Amna Guellali (آمنة القلالي; born 14 November 1972) is a jurist and Libyan-Tunisian human rights activist.

== Biography ==
She was born on 14 November 1972 in Tripoli, Libya, the only daughter of a Tunisian mother and a Libya father. When she was eight her parents escaped from the dictatorial rule of Muammar Gaddafi. They left Libya and settled in Tunisia. Guellali then continued her studies in Tunis. After high school she entered university and finally obtained a degree in law from the Faculty of Legal, Political and Social Sciences of Tunis. She then prepared a DEA (Master of Advanced Studies) of public international law under the direction of Slim Laghmani.

After she had finished her studies, Guellali was employed by the International Committee of the Red Cross in Maghreb. She then worked for two years in Rome for the International Development Law Organization.
She then resumed her studies at the European University Institute in Fiesole and obtained her doctorate in 2008. She prepared her thesis under the direction of Pierre-Marie Dupuy and Slim Laghmani, about The International Law Between Humanization and Criminalization. This thesis was published in 2015 by the Éditions universitaires européens.
She then joined T.M.C. Asser Instituut in The Hague, then the International Criminal Court in the same city as an analyst at the prosecutor's office.

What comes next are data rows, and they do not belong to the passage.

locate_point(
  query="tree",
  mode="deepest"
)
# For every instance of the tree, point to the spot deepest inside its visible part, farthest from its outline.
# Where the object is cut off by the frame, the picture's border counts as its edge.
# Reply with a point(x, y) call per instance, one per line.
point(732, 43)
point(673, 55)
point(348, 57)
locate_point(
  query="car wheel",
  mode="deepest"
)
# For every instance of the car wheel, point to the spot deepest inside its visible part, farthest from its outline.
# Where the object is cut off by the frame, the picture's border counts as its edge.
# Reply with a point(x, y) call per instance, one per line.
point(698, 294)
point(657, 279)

When the Tunisian revolution broke out in 2011, she decided to return to her adopted country to participate in its evolution. She opened the Human Rights Watch office in Tunis. In this way she made inquiries on many cases of human rights, for example, the assassination of Chokri Belaid in February 2013 and the environment of agitation of hatred and violence., the continual convictions of blogger Yassine Ayari by military courts in 2014 and 2015, etc. She also has been active in necessary developments such as equality for women in inheritance.

At different times, she has been under pressure for her activities. For example, in August 2013, she was detained for several hours then released, as part of her investigations on cases of terrorism and political assassinations.

== Awards ==
Amna Guellal was among the Tunisian delegation who won the 2015 Nobel Peace Prize.

In 2017, she was awarded the annual prize of the organization POMED (Project on Middle East Democracy).